Realising once again he was in the safe streets of South Kensington, he walked towards his meeting with Dr. Shaw. Impressed by the natural looking finish on the door of 22 Debbing Street, he knocked on. It wasn’t but a moment later that large square panel of wood creaked open and the sight of a rotund gentleman greeted his view. Dr Shaw was everything you would want and expect from a professor. A gold pocket watch hid in the breast pocket of his well-tailored suit, a suit that did well to provide some elegance to his large frame. Round spectacles clung onto his nose, an aid to his expansive yet Eurocentric mind. It was no doubt that he was a highly intelligent man but tainted by his own awareness of that thing deemed him an equally ignorant man. 

“Well do come in Mr. Drift” said the Doctor. 
“Gladly” replied Arnold. 
“I don’t suppose the underground was too busy at this time of day”
“I drove actually”
“Is that so? Well a fine day for it at that”
“Truly. The weather has been kind to me since my return”
“London has truly missed your presence in that case. Either that or you have brought the Peruvian climate back with you.”
“I’d rather it stay where it were if I’m honest.” 
“I can imagine. A Savage climate over there” Dr Shaw said, shaking his head as if he had remembered the weather from personal experience. Yet he had only known of such information through pages of writing and the cosy confinements of his study. “If you’d like to follow me.” 

He slowly walked back to his leather chair. A cane in his left hand supported the slight waddle he had obtained from his hip injury years ago. Dr Shaw had previously been a huge Polo player, having traversed the professional scene in London almost twenty years ago. Once a sporting man, the lack of movement had allowed his body to decline, yet his mind was all the more active for it. The large oak desk not only did well in breaking the room up of its empty space, but also excellently exaggerated the importance of Dr Shaw’s intellectual findings. Upon browsing, Mr. Drift glanced over a whole host of artifacts sitting amongst the different book shelves which made up the outer portions of the study. Focusing now on what he knew to be an Amazonian Spear leaning over in the corner, his mind was instantly fogged by the many daunting memories he had experienced during his time in Peru.

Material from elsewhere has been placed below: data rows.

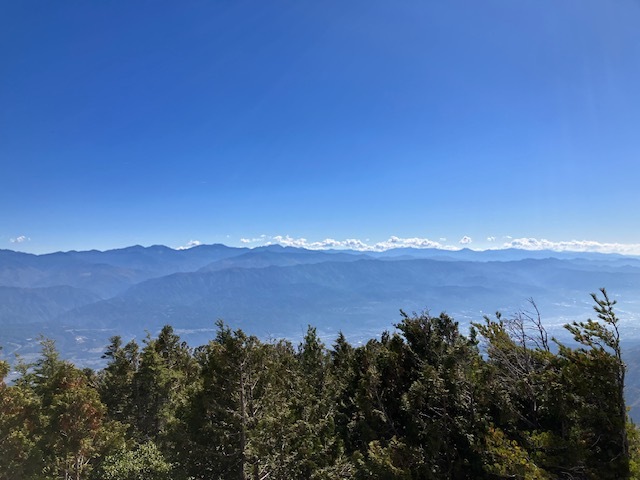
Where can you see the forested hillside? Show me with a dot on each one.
(423, 402)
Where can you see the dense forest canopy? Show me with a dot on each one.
(424, 402)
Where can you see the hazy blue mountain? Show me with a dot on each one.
(40, 305)
(276, 255)
(105, 273)
(81, 298)
(353, 296)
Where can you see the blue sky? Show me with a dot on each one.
(417, 122)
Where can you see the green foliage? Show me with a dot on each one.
(144, 462)
(425, 402)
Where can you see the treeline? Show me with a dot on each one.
(426, 402)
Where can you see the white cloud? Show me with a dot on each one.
(190, 244)
(261, 238)
(356, 244)
(417, 242)
(20, 239)
(573, 246)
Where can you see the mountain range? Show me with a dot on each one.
(82, 298)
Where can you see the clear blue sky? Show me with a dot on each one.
(145, 122)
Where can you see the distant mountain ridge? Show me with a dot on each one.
(275, 290)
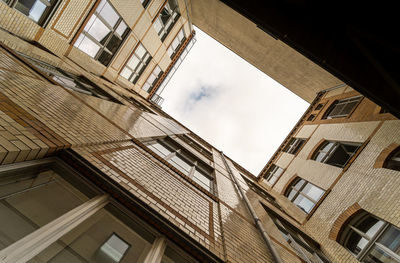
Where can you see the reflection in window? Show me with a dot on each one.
(176, 43)
(393, 162)
(184, 161)
(303, 194)
(342, 108)
(166, 19)
(152, 79)
(103, 34)
(335, 153)
(294, 145)
(273, 174)
(39, 11)
(136, 64)
(371, 239)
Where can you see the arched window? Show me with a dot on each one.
(304, 194)
(393, 161)
(335, 153)
(341, 108)
(371, 239)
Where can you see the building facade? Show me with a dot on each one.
(92, 170)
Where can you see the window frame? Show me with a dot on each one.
(332, 150)
(298, 192)
(342, 103)
(348, 229)
(112, 32)
(143, 61)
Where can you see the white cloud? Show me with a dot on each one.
(231, 104)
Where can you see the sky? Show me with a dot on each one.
(231, 104)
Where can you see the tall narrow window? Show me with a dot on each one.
(103, 34)
(371, 239)
(176, 43)
(39, 11)
(304, 194)
(342, 108)
(167, 19)
(335, 153)
(393, 162)
(152, 79)
(184, 161)
(136, 64)
(273, 174)
(294, 145)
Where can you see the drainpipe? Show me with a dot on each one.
(264, 234)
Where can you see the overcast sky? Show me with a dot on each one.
(231, 104)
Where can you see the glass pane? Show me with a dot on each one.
(355, 243)
(99, 30)
(313, 191)
(109, 14)
(391, 239)
(101, 238)
(26, 204)
(378, 255)
(304, 203)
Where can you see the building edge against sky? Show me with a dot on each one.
(91, 170)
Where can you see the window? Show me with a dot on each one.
(303, 194)
(273, 174)
(305, 246)
(294, 145)
(103, 34)
(136, 64)
(167, 19)
(71, 81)
(184, 161)
(39, 11)
(152, 79)
(371, 239)
(393, 162)
(342, 108)
(176, 43)
(335, 153)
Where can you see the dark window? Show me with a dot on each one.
(304, 194)
(294, 145)
(103, 34)
(342, 108)
(371, 239)
(311, 117)
(393, 162)
(184, 161)
(335, 153)
(152, 79)
(136, 64)
(167, 19)
(273, 174)
(176, 43)
(39, 11)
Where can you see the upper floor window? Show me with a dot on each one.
(304, 194)
(176, 43)
(152, 79)
(371, 239)
(342, 108)
(273, 173)
(393, 162)
(167, 19)
(39, 11)
(184, 161)
(103, 34)
(335, 153)
(294, 145)
(136, 64)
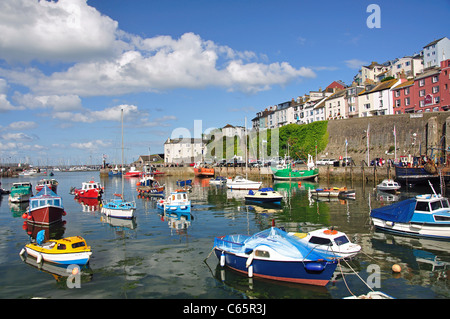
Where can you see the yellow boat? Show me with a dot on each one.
(66, 251)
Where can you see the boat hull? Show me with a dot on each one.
(46, 215)
(288, 271)
(436, 231)
(288, 174)
(202, 171)
(79, 258)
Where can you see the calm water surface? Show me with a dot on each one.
(156, 257)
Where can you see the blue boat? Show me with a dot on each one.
(184, 183)
(264, 195)
(274, 254)
(422, 216)
(176, 202)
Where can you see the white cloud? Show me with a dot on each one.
(355, 63)
(66, 30)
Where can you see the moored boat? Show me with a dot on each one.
(422, 216)
(45, 208)
(240, 182)
(329, 242)
(51, 183)
(176, 202)
(388, 185)
(67, 251)
(273, 254)
(264, 195)
(89, 189)
(286, 172)
(20, 192)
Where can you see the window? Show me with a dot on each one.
(422, 206)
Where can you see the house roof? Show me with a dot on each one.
(404, 84)
(434, 42)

“Isn’t that right Mr. Drift… Mr Drift?” asked Dr Shaw.
“Sorry, yes of course” he replied not entirely knowing what was being asked in the first place.
“I thought as much. A three week trip back must have been exactly what you’d hoped for after being in South America all that time” chuckled the Doctor. His sense of humour had quite often surrounded the misfortunes of others. That and the comic strips in the News Paper, a fascination of his that had been passed down through his father at the breakfast table.
“One would have hoped for a more forgiving journey back. Nevertheless, I am back in one piece and that’s all I could ask for” said Mr. Drift, not knowing himself whether or not what he just said was true.  
“I suppose you’re an adventurer now then aye?” questioned the Doctor with a child like smile on his face. 
“I do not think I am cut from that cloth. It was merely reconnaissance for a client of mine.” Drift replied with a deadpan voice. 
“Modest too. Lucky the client has such a hard-working researcher such as yourself in that case.” Shaw said trying to provoke some information from him.
“That I will take credit for.” Hard work had been instilled in Arnold from a young age. Growing up as the youngest in a heavy male dominated family meant he had to grow up fast. The small village of Keswick had meant learning to love the Countryside of the wonderful Lake District.